Pendant que la chambre de commerce et consorts s’évertuent à créer dans l’opinion publique un climat favorable à leur projet, on s’aperçoit que leur plan d’affaires repose sur une fausse prémisse. En effet, tout en affirmant que le projet serait viable financièrement à condition qu’il y ait un investissement public à cette hauteur, les promoteurs assurent du même souffle qu’il serait rentable. Si cette dernière prétention est exacte n’appartient-il pas alors au milieu des affaires de prouver qu’il est viable ? N’appartient-il pas aussi au privé de le financer à 100%, comme ce fut le cas pour le centre Bell (hockey » et le stade Saputo (soccer) surtout qu’il ne servirait qu’au baseball. En effet, il ne servirait d’enceinte à aucune activité de nature culturelle ou connexe contrairement à l’amphithéâtre multifonctionnel du maire Labeaume à Québec qui a été subventionné.
Voilà pourquoi ,en tant que citoyen payeur de taxes, je m’objecte à ce que que les élus me fassent participer, ne serait-ce qu’une infime partie, au remboursement d’une facture, estimée de façon très préliminaire à 335$ millions, concernant une aventure risquée dans le contexte actuel. Une aventure où des fonds publics financeraient en bonne partie un sport commercial qui sert de passe-temps lucratif aux multimillionnaires qui possèdent les clubs.
Compte tenu du piètre état des finances publiques, de l’immanence d’une hiérarchie des valeurs correcte et de la nécessité d’accorder enfin priorité à certains dossiers importants laissées en friche jusqu’ici, je ne peux me convaincre qu’il serait pertinent que l’État songe même à créer une nouvelle catégorie d’assistés sociaux de luxe alors que les véritables assistés sociaux sont traités chichement. Ce serait une bien drôle de façon de concevoir la justice sociale.

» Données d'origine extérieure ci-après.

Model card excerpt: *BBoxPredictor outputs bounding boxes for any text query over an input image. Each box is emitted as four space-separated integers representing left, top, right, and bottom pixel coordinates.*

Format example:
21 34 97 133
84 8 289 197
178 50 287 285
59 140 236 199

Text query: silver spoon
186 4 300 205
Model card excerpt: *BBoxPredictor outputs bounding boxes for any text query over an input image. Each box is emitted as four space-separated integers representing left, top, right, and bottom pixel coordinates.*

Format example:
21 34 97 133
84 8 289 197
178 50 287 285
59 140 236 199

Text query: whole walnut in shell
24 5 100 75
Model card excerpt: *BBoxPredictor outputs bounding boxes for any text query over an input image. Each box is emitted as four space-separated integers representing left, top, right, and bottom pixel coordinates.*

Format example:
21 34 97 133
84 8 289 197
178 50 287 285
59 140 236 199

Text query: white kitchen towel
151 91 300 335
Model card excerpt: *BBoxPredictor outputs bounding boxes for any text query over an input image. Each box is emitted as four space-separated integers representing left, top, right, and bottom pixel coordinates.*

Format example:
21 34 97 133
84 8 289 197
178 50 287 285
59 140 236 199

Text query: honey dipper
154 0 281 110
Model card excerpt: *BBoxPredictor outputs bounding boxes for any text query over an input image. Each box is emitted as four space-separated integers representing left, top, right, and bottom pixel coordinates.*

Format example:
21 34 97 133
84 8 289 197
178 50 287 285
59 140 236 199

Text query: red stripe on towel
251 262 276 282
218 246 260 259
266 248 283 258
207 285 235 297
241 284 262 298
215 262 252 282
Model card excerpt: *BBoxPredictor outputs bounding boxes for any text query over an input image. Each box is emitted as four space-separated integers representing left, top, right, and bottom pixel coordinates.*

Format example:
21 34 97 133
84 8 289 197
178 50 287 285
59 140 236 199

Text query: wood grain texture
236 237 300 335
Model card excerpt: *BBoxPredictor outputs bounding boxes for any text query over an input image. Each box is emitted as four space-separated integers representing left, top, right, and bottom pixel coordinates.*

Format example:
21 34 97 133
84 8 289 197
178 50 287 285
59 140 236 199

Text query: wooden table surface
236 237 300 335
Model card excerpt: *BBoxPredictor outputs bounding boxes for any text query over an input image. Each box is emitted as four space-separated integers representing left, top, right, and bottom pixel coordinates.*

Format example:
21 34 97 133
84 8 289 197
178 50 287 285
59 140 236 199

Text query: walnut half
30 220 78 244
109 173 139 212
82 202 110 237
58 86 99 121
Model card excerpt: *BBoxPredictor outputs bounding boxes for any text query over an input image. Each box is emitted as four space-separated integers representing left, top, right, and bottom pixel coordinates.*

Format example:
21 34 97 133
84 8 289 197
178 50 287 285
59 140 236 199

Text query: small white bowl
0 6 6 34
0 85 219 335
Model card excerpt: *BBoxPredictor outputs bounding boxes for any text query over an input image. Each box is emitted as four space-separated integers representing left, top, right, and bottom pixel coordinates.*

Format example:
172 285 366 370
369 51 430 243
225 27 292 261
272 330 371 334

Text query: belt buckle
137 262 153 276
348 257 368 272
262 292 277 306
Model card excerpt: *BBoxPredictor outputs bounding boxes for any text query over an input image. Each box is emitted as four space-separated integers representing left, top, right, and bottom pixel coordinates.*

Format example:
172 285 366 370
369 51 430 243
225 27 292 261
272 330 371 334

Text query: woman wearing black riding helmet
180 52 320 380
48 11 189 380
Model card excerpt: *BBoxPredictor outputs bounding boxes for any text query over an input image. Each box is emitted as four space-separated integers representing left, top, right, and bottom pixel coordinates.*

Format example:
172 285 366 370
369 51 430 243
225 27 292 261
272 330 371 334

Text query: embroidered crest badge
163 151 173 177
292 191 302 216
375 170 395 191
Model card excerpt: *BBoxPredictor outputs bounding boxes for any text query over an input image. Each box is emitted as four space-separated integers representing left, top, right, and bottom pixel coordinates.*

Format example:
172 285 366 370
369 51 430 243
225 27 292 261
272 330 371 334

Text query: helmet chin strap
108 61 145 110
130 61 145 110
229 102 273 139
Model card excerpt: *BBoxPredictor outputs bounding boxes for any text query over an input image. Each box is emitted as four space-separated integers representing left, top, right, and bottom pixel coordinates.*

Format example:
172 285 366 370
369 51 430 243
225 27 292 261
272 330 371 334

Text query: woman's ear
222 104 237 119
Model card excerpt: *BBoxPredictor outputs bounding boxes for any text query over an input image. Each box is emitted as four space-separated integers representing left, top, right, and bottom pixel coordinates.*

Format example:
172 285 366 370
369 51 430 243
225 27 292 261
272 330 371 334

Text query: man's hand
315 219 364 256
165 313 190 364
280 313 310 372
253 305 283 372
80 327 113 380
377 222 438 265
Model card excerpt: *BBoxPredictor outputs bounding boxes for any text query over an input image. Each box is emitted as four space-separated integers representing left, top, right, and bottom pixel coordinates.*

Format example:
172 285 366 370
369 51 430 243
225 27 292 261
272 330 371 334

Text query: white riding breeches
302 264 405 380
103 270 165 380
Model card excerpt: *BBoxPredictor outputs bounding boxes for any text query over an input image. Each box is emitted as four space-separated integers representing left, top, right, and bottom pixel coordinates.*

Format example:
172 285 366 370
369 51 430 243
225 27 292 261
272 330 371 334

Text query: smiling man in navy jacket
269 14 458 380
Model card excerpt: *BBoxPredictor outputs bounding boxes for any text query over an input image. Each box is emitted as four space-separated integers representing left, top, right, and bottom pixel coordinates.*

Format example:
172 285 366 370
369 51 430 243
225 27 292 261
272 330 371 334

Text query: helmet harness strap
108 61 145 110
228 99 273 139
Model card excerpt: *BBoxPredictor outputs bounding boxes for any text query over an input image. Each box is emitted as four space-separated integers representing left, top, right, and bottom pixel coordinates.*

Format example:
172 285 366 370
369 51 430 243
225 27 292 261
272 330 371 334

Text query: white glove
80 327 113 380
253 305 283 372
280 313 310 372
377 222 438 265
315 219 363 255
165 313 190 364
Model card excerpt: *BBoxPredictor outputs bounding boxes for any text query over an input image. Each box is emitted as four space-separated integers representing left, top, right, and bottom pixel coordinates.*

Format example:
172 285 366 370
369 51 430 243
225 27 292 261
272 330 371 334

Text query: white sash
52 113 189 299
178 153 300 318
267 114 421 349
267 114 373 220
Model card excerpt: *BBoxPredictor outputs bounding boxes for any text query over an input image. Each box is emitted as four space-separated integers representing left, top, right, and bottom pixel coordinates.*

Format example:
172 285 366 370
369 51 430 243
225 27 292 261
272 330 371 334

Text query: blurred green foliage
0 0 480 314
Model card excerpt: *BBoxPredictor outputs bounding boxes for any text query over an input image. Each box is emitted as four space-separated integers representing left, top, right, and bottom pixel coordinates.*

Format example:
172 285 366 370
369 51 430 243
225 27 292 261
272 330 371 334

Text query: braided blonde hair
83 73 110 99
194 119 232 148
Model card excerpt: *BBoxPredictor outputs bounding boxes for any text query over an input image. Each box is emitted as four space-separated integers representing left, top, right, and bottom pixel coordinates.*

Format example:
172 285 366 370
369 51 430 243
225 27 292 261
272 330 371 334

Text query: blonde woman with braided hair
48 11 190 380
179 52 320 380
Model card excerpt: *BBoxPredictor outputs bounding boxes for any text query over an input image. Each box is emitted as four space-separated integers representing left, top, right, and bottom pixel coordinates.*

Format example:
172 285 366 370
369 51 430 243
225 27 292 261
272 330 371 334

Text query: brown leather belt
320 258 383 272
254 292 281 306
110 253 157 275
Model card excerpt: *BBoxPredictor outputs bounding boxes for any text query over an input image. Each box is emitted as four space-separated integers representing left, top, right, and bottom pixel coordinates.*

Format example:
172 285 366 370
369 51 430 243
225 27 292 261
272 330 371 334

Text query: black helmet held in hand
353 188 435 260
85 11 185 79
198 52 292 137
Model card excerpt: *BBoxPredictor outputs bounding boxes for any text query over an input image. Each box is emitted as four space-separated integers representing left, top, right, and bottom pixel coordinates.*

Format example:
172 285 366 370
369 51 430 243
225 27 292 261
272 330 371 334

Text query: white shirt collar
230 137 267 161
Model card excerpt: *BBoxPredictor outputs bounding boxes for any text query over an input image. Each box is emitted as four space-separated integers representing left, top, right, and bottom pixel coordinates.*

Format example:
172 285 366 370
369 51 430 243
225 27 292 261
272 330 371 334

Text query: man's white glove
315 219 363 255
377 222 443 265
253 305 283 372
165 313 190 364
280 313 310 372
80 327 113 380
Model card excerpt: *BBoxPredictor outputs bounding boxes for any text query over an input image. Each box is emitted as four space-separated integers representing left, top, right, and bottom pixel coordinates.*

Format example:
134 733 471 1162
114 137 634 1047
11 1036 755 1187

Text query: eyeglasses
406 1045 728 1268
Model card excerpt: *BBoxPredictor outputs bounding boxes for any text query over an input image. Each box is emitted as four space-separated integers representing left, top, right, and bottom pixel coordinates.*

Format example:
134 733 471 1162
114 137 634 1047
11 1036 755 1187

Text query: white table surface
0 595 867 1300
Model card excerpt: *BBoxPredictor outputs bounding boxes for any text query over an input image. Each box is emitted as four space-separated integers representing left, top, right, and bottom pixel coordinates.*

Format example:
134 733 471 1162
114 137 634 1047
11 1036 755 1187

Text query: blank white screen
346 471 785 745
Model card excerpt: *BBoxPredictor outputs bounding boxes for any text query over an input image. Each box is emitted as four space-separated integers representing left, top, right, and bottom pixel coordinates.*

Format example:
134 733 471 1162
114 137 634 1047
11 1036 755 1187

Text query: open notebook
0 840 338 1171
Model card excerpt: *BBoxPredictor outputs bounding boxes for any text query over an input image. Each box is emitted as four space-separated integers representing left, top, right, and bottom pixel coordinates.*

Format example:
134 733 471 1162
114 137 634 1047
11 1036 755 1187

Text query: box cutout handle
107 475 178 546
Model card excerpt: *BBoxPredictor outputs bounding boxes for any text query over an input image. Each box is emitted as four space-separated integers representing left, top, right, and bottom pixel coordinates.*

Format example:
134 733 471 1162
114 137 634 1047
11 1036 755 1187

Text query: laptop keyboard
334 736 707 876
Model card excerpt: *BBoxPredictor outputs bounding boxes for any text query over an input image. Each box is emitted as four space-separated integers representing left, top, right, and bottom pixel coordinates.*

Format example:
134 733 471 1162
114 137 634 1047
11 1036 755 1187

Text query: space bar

La priorité au Stade olympique
Dans ce domaine, le gouvernement doit accorder priorité à la remise en état, avant qu’il ne soit trop tard, de l’éléphant blanc qu’a été jusqu’ici le Stade olympique. Qu’on le veuille ou non, ce dernier fait maintenant partie de notre patrimoine national même s’il a été pénible d’assumer l’héritage des Jeux olympiques de 1976 criblés d’un déficit de près d’un milliard$ dû à l’incurie du maire Drapeau dans l’organisation et la surveillance des travaux de construction du Parc olympique. (On a un souvenir cuisant de la fameuse taxe olympique qui nous a affligés pendant 30 ans). Depuis, le Stade olympique est quand même devenu le principal icône touristique symbolisant Montréal à l’étranger grâce surtout à son impressionnante tour inclinée de 165 mètres, la plus haute au monde.
C’est pourquoi la possibilité de démolir purement et simplement les installations olympiques, comme l’envisageait encore récemment le quotidien The Gazette, ne constituerait pas seulement une provocation iconoclaste, mais un acte relevant de la pire barbarie politico-sociale qui soit. Il aurait de cruciales retombées négatives entachant la crédibilité du Québec et de Montréal qui deviendraient ainsi la risée du monde entier. Une telle perspective nous apparait impensable. Il faut déplorer qu’on le souhaite tout de même encore aujourd’hui dans certains quartiers du WestIsland où une poignée de « rednecks » s’opposent à ce que des installations publiques importantes soient situées dans des quartiers francophones.
Par ailleurs, un comité d’étude sur l’avenir du Parc olympique, présidé par Lise Bissonnette, a fait, il y a quelques mois, des propositions sérieuses mises au point suite à une large consultation à laquelle ont participé quelque 4 000 personnes et organismes. Ce document estime notamment à près de 300$ millions l’installation sur le stade d’une nouvelle toiture, possiblement ouvrante, pour que les installations puissent remplir leur mission. Il s’agit de toute façon d’une urgence compte tenu de la condition du toit actuel qui perce de partout. Ne serait-ce pas là un investissement plus responsable aux yeux des contribuables québécois que verser une partie des 335$ millions que les promoteurs du stade de baseball de Montréal demandent aux gouvernements d’accorder à leur projet en tant que bailleurs de fonds au lieu de s’en tenir à leur rôle habituel d’accompagnateurs ?
Je suis en faveur du retour du baseball majeur à Montréal. Il m’arrive de m’ennuyer encore des Expos que nous allions souvent voir jouer en famille perchés dans les « bleachers ». Quels beaux souvenirs ! Mais cette opération ne doit pas s’effectuer aux dépens des contribuables québécois.